HotHotHeat HOF and Marci were the overall winner of theTriple A Amateur program for the ASPC/AMHR which includes Shetlands, ASPR ponies and Miniature Horses in both halter and performance.


----------



## disneyhorse (Jan 31, 2010)

Mominis said:


> Congratulations! He looks like he would be a blast to drive!
> 
> Newbie questions here...he apears to be shod up in this photo. If I understand the rules correctly, for the AMHR shows, they cannot be shod. Am I correct? That would make me guess that this photo is of one of his ASPC classes? Also, (remember, total newbie here, so this may be a dumb question) but I was of the understanding that an ASPR horse was a shetland/hackney cross. Am I showing my ignorance here? Can someone please explain to me? I'm really trying to learn about the AMHR/ASPC horses.


This pony is not AMHR, the award that he won is titled as such, because it is Registry-wide.

ASPR horses can be Shetlands, Hackneys, or a cross between them. So you can get your Shetland registered with ASPR, you can get your Hackney registered with ASPR, or you can breed your Shetland to your Hackney and get an ASPR foal.

Generally, the ASPR horses are the more "hackney or modern shetland type" and not really less extreme. They do allow for ponies to be up to 48" tall, unlike Shetland which is up to 48" tall. So often you will see your got-too-tall-to-show-Shetland horses there. But also a great place for the Hackneys to show, too.

Andrea


----------



## Mominis (Feb 1, 2010)

Howard Stables, thanks for the shoeing information on Hot Hot Heat. Very interesting to know what they are wearing. He does look like a blast.

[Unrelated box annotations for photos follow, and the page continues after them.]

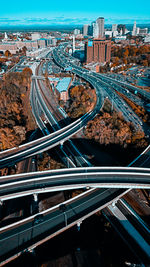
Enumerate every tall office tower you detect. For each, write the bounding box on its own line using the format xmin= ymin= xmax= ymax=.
xmin=74 ymin=29 xmax=80 ymax=35
xmin=96 ymin=17 xmax=104 ymax=37
xmin=117 ymin=24 xmax=126 ymax=35
xmin=83 ymin=24 xmax=89 ymax=36
xmin=132 ymin=21 xmax=137 ymax=36
xmin=112 ymin=24 xmax=117 ymax=32
xmin=72 ymin=35 xmax=76 ymax=53
xmin=85 ymin=39 xmax=111 ymax=63
xmin=93 ymin=22 xmax=99 ymax=38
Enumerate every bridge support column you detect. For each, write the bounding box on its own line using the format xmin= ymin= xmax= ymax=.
xmin=60 ymin=141 xmax=64 ymax=148
xmin=0 ymin=200 xmax=3 ymax=220
xmin=111 ymin=199 xmax=118 ymax=208
xmin=77 ymin=221 xmax=82 ymax=232
xmin=31 ymin=194 xmax=39 ymax=215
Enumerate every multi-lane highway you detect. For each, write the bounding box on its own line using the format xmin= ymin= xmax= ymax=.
xmin=0 ymin=167 xmax=150 ymax=201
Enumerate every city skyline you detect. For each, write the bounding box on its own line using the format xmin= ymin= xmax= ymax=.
xmin=0 ymin=0 xmax=150 ymax=26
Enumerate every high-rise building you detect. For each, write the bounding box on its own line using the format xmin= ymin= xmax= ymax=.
xmin=83 ymin=24 xmax=89 ymax=36
xmin=96 ymin=17 xmax=104 ymax=37
xmin=117 ymin=24 xmax=126 ymax=35
xmin=93 ymin=22 xmax=99 ymax=38
xmin=85 ymin=39 xmax=111 ymax=63
xmin=132 ymin=21 xmax=137 ymax=36
xmin=112 ymin=24 xmax=117 ymax=32
xmin=138 ymin=28 xmax=148 ymax=36
xmin=74 ymin=29 xmax=80 ymax=35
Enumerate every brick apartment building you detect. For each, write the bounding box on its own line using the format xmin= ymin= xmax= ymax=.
xmin=85 ymin=39 xmax=111 ymax=63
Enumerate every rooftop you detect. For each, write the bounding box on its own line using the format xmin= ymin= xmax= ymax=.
xmin=56 ymin=77 xmax=72 ymax=93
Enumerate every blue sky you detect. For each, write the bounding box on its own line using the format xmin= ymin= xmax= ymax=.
xmin=0 ymin=0 xmax=150 ymax=25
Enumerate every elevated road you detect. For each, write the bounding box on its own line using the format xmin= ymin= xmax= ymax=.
xmin=0 ymin=167 xmax=150 ymax=201
xmin=0 ymin=189 xmax=129 ymax=265
xmin=0 ymin=45 xmax=104 ymax=168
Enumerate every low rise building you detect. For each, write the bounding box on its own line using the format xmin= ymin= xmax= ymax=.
xmin=85 ymin=39 xmax=111 ymax=63
xmin=56 ymin=77 xmax=72 ymax=101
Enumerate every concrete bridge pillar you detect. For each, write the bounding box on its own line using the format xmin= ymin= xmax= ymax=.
xmin=31 ymin=194 xmax=39 ymax=215
xmin=0 ymin=200 xmax=3 ymax=220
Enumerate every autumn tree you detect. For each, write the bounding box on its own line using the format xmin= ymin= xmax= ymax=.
xmin=5 ymin=50 xmax=11 ymax=57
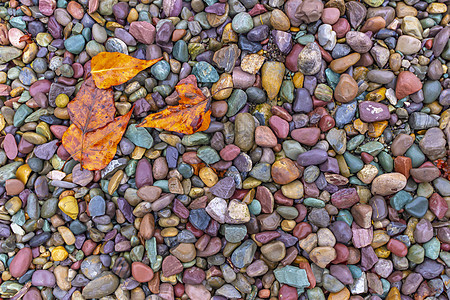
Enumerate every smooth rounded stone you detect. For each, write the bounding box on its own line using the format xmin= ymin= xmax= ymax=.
xmin=234 ymin=113 xmax=255 ymax=151
xmin=395 ymin=35 xmax=422 ymax=55
xmin=372 ymin=172 xmax=406 ymax=196
xmin=9 ymin=247 xmax=33 ymax=278
xmin=231 ymin=12 xmax=253 ymax=34
xmin=82 ymin=272 xmax=119 ymax=299
xmin=322 ymin=274 xmax=345 ymax=293
xmin=367 ymin=70 xmax=395 ymax=84
xmin=297 ymin=42 xmax=322 ymax=75
xmin=31 ymin=270 xmax=56 ymax=287
xmin=261 ymin=62 xmax=285 ymax=99
xmin=358 ymin=101 xmax=391 ymax=123
xmin=415 ymin=258 xmax=444 ymax=279
xmin=334 ymin=74 xmax=358 ymax=103
xmin=345 ymin=31 xmax=372 ymax=53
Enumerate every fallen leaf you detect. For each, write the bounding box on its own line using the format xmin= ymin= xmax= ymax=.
xmin=91 ymin=52 xmax=162 ymax=89
xmin=137 ymin=75 xmax=211 ymax=134
xmin=62 ymin=109 xmax=133 ymax=171
xmin=67 ymin=77 xmax=116 ymax=133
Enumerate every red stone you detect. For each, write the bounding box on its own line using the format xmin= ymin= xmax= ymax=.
xmin=131 ymin=261 xmax=153 ymax=283
xmin=429 ymin=193 xmax=448 ymax=219
xmin=292 ymin=222 xmax=312 ymax=240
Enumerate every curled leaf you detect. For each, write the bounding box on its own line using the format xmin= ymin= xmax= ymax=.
xmin=91 ymin=52 xmax=162 ymax=89
xmin=62 ymin=109 xmax=133 ymax=171
xmin=67 ymin=77 xmax=116 ymax=133
xmin=137 ymin=75 xmax=211 ymax=134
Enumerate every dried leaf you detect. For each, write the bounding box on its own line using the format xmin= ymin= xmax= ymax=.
xmin=137 ymin=75 xmax=211 ymax=134
xmin=91 ymin=52 xmax=162 ymax=89
xmin=62 ymin=109 xmax=133 ymax=171
xmin=67 ymin=77 xmax=116 ymax=133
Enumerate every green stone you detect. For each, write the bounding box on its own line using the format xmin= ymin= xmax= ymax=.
xmin=172 ymin=40 xmax=189 ymax=62
xmin=13 ymin=104 xmax=33 ymax=127
xmin=221 ymin=224 xmax=247 ymax=243
xmin=276 ymin=206 xmax=298 ymax=220
xmin=405 ymin=197 xmax=428 ymax=218
xmin=303 ymin=198 xmax=325 ymax=208
xmin=406 ymin=244 xmax=425 ymax=264
xmin=197 ymin=146 xmax=220 ymax=164
xmin=423 ymin=237 xmax=441 ymax=260
xmin=357 ymin=141 xmax=384 ymax=156
xmin=125 ymin=124 xmax=153 ymax=149
xmin=347 ymin=265 xmax=362 ymax=278
xmin=248 ymin=199 xmax=261 ymax=216
xmin=306 ymin=287 xmax=325 ymax=300
xmin=280 ymin=80 xmax=295 ymax=103
xmin=273 ymin=266 xmax=309 ymax=289
xmin=227 ymin=89 xmax=247 ymax=117
xmin=390 ymin=191 xmax=412 ymax=210
xmin=405 ymin=144 xmax=426 ymax=168
xmin=64 ymin=34 xmax=86 ymax=54
xmin=150 ymin=60 xmax=170 ymax=80
xmin=439 ymin=251 xmax=450 ymax=267
xmin=344 ymin=151 xmax=364 ymax=174
xmin=378 ymin=151 xmax=394 ymax=173
xmin=192 ymin=61 xmax=219 ymax=83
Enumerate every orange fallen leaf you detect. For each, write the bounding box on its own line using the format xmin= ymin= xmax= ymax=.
xmin=91 ymin=52 xmax=162 ymax=89
xmin=67 ymin=77 xmax=116 ymax=133
xmin=137 ymin=75 xmax=211 ymax=134
xmin=62 ymin=109 xmax=133 ymax=171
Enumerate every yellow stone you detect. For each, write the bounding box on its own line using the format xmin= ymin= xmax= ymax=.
xmin=211 ymin=73 xmax=233 ymax=100
xmin=198 ymin=167 xmax=219 ymax=187
xmin=131 ymin=147 xmax=147 ymax=159
xmin=375 ymin=246 xmax=391 ymax=258
xmin=427 ymin=2 xmax=447 ymax=14
xmin=328 ymin=288 xmax=350 ymax=300
xmin=367 ymin=120 xmax=388 ymax=138
xmin=364 ymin=87 xmax=386 ymax=102
xmin=58 ymin=196 xmax=78 ymax=220
xmin=52 ymin=246 xmax=69 ymax=261
xmin=58 ymin=226 xmax=75 ymax=245
xmin=241 ymin=54 xmax=265 ymax=74
xmin=108 ymin=170 xmax=125 ymax=195
xmin=55 ymin=94 xmax=69 ymax=108
xmin=386 ymin=286 xmax=402 ymax=300
xmin=353 ymin=118 xmax=369 ymax=134
xmin=292 ymin=72 xmax=305 ymax=89
xmin=261 ymin=61 xmax=285 ymax=100
xmin=16 ymin=164 xmax=32 ymax=184
xmin=161 ymin=227 xmax=178 ymax=237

Disneyhorse, as always, very well explained, thank you. I feel like singing "It's a Whole New World," from Aladdin. lol But, just to clarify, in AMHR shows, an AMHR registered horse may not wear shoes, for the most part, correct?


----------



## Karen S (Feb 1, 2010)

Hi Mominis,

That is correct with the exception of a draft driving miniature....page 265 #F: In the draft harness division, braiding of tails and manes in the style used by the larger heavy harness breeds may be used. Shoeing and bits similar to the type used by the larger heavy harness breeds are permissible.

My father drives draft miniatures and I do know from time to time he has shod them for the show

Karen


----------



## Mominis (Feb 2, 2010)

Thanks for that Karen. I just received my rulebook and am studying furiously!


----------